If you apply for a joint personal loan with your spouse, you can include their income on the application. If approved, they then become jointly liable for the loan.

Both you and your spouse need to meet the eligibility criteria, such as income, age, and residency requirements, as stipulated by the lender. A joint loan could increase your chance of approval for a higher amount, as both borrowers’ incomes are assessed when determining borrowing capacity. 

What do single mothers need to apply for a personal loan?

Like other personal loan applicants, single mothers will likely need to provide a few documents to any potential lender, such as personal identification, bank statements (savings, loans, credit cards), proof of address, and proof of income (payslips, tax returns).
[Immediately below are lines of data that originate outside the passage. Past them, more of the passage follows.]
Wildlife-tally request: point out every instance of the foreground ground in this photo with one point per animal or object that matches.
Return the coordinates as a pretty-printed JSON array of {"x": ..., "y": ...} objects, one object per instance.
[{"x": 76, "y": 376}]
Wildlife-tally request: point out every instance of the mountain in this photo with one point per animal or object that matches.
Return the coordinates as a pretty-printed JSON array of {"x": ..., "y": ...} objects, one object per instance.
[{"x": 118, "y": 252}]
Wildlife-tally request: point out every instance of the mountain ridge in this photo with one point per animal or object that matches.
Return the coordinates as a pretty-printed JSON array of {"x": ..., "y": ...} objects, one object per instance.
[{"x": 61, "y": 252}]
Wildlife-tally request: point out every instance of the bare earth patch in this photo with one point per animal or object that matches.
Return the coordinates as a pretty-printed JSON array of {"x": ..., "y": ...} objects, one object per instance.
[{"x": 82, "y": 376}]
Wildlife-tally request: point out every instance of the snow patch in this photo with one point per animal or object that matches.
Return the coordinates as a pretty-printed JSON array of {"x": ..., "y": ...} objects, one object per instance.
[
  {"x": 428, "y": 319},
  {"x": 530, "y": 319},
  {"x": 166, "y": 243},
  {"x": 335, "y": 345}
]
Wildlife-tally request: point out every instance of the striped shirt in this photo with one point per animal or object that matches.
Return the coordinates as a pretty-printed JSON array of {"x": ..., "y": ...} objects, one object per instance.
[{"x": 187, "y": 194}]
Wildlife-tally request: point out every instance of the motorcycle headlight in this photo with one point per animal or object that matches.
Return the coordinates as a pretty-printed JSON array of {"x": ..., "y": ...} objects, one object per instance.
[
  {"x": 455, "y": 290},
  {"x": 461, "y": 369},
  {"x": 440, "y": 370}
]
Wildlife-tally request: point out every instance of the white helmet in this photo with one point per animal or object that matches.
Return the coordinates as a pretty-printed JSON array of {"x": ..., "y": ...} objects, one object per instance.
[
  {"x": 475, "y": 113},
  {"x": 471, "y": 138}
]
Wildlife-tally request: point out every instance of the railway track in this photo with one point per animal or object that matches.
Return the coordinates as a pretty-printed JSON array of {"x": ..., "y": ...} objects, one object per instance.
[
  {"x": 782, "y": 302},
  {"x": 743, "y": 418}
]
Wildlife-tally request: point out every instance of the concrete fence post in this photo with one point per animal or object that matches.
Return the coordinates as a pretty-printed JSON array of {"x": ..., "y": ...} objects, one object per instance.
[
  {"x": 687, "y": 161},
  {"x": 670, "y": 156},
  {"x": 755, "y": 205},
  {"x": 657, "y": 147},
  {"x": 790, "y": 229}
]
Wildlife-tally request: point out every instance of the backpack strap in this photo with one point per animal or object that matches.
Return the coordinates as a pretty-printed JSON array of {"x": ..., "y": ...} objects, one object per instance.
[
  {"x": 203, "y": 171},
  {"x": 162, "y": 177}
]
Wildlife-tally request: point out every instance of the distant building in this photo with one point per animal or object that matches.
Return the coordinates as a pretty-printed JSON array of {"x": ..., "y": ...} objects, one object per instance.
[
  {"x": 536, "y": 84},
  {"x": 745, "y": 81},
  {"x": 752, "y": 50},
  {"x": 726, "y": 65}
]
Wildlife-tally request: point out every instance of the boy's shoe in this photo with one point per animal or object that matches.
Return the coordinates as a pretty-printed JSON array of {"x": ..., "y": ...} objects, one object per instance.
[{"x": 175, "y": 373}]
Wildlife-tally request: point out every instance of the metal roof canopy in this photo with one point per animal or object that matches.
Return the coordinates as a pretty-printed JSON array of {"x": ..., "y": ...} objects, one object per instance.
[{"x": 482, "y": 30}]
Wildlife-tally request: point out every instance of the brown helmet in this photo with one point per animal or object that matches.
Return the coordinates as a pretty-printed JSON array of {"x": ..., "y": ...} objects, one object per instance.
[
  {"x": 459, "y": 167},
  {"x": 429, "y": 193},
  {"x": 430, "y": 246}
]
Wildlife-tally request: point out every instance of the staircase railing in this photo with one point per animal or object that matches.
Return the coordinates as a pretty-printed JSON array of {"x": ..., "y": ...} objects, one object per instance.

Can unemployed single parents get personal loans?

It can be more difficult for unemployed borrowers to successfully apply for a personal loan. Most lenders require borrowers to have a regular income available to cover the cost of loan repayments.

If you’re self-employed, or if less than half of your income comes from Centrelink, you may not be eligible for some personal loan options. Consider contacting the lender before applying.

How long will I have bad credit?

Most negative events that appear on a person’s credit file will stay in their credit history for up to seven years.

You may be able to improve your credit score by correcting errors in your credit report, clearing outstanding debts, and maintaining good financial habits over time.